La compagnie commande dix Boeing 737 MAX 8 : Air Algérie déploie ses ailes
Dix appareils de nouvelle génération, deux vagues de livraison entre 2026 et 2027, et l’ambition affichée de faire d’Alger un carrefour aérien incontournable entre l’Afrique et l’Europe. Air Algérie vient de franchir une étape décisive dans sa mue stratégique.
Le Groupe Air Algérie a annoncé jeudi l’acquisition de dix Boeing 737 MAX 8, scellant par communiqué officiel l’une des commandes aéronautiques les plus significatives de son histoire récente. L’opération, présentée comme une déclinaison directe des «hautes orientations du président de la République, Abdelmadjid Tebboune, visant le développement et la modernisation du transport aérien civil en Algérie», s’inscrit dans un plan global d’acquisition de dix-huit appareils qui dessine les contours d’une compagnie nationale en pleine transformation. Le calendrier de livraison a été précisé par la compagnie : cinq appareils rejoindront la flotte à partir de juillet 2026, les cinq restants étant attendus au cours de l’année 2027. Un étalement qui permet à Air Algérie d’absorber progressivement ces nouvelles capacités tout en formant les équipages et en adaptant ses infrastructures de maintenance. Le communiqué du Groupe indique que cette opération vise simultanément «la modernisation de la flotte, le renforcement du réseau et l’amélioration de l’expérience client ainsi que du confort à bord» — trois leviers qui conditionnent directement la compétitivité commerciale de la compagnie sur ses liaisons domestiques et internationales.
Le choix du 737 MAX 8 n’est pas anodin. Après les déboires qui ont cloué au sol l’ensemble de la flotte MAX mondiale entre 2019 et 2020 à la suite de deux accidents mortels, Boeing a entrepris une refonte complète des systèmes de vol incriminés.

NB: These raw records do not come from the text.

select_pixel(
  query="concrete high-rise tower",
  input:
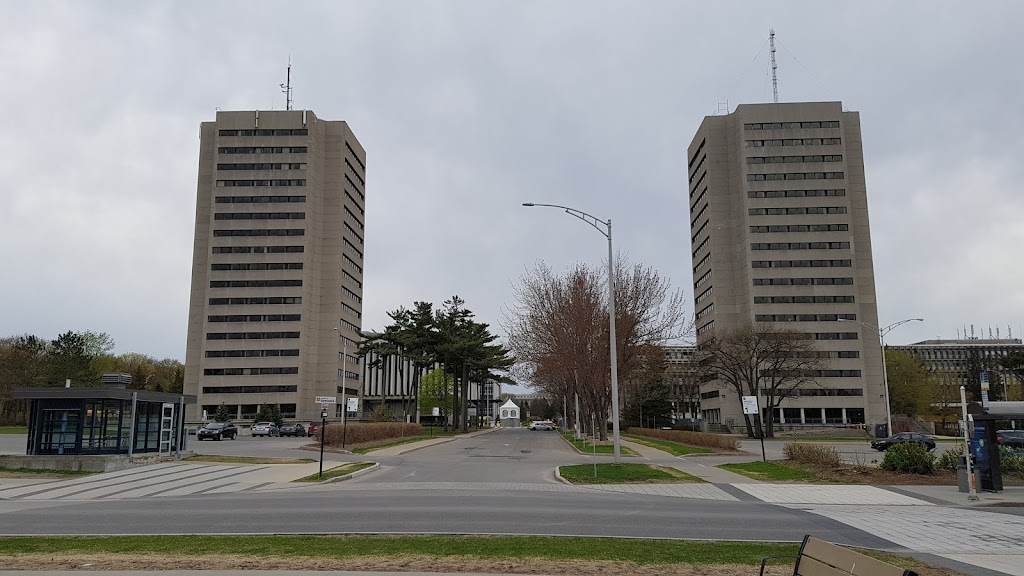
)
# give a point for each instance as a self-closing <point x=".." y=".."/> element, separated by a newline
<point x="276" y="284"/>
<point x="779" y="234"/>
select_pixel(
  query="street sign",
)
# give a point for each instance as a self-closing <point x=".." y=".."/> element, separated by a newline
<point x="751" y="405"/>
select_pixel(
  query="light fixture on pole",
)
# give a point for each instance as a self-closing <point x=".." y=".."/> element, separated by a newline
<point x="613" y="361"/>
<point x="885" y="372"/>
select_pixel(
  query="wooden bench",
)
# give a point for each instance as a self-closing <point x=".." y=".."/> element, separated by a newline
<point x="818" y="558"/>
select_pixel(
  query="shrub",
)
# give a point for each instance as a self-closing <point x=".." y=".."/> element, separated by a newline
<point x="370" y="433"/>
<point x="716" y="441"/>
<point x="812" y="454"/>
<point x="908" y="458"/>
<point x="949" y="459"/>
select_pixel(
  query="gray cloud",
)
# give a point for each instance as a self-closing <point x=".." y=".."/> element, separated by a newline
<point x="469" y="109"/>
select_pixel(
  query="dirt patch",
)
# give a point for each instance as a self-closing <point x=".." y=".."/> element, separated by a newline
<point x="391" y="564"/>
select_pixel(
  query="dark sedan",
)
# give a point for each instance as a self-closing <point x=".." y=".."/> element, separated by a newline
<point x="1010" y="439"/>
<point x="217" y="430"/>
<point x="293" y="429"/>
<point x="883" y="444"/>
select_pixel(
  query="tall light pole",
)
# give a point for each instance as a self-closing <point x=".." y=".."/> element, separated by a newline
<point x="885" y="372"/>
<point x="606" y="232"/>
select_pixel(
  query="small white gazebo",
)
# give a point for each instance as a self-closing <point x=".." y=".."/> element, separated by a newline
<point x="509" y="414"/>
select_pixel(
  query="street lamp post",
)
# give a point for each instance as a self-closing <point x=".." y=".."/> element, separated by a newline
<point x="606" y="232"/>
<point x="885" y="372"/>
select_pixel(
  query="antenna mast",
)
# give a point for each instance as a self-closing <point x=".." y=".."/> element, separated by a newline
<point x="287" y="87"/>
<point x="774" y="67"/>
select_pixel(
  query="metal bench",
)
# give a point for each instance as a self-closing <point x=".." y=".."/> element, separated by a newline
<point x="818" y="558"/>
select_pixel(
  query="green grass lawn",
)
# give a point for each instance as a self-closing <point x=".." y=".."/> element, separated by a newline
<point x="519" y="547"/>
<point x="768" y="470"/>
<point x="336" y="471"/>
<point x="584" y="445"/>
<point x="246" y="459"/>
<point x="673" y="448"/>
<point x="35" y="471"/>
<point x="624" y="474"/>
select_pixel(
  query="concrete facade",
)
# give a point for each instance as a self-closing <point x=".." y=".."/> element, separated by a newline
<point x="276" y="264"/>
<point x="779" y="234"/>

L’appareil, recertifié depuis par les grandes autorités de l’aviation civile, est aujourd’hui considéré comme l’un des monocouloirs les plus économes du marché, avec une consommation de carburant réduite d’environ 14 % par rapport à la génération précédente. Pour une compagnie dont la masse salariale et la facture kérosène pèsent lourd dans les comptes, cet argument économique pèse autant que les performances commerciales de l’appareil.
Les enjeux de cette commande dépassent largement le seul renouvellement de flotte. Air Algérie opère aujourd’hui dans un environnement concurrentiel profondément reconfiguré : la montée en puissance des compagnies du Golfe sur les routes africaines, l’agressivité tarifaire de transporteurs low-cost européens sur les liaisons vers la diaspora algérienne, et l’émergence de nouveaux acteurs africains exercent une pression croissante sur le pavillon national. Dans ce contexte, disposer d’appareils récents, moins coûteux à l’exploitation et offrant un meilleur confort passager n’est plus un avantage concurrentiel optionnel — c’est une obligation. Le Groupe l’a d’ailleurs formulé sans ambages dans son communiqué, affirmant que «ce projet s’inscrit dans une vision globale visant à accompagner les évolutions du secteur du transport aérien et à répondre aux exigences des marchés national et international», et que la démarche «devra contribuer à renforcer la compétitivité de la compagnie et à consolider sa position». Derrière la langue de bois institutionnelle, le message est clair : Air Algérie entend ne plus subir la concurrence, mais la disputer et s’imposer sur ses marchés naturel tout en allant à l’assaut des marchés internationaux.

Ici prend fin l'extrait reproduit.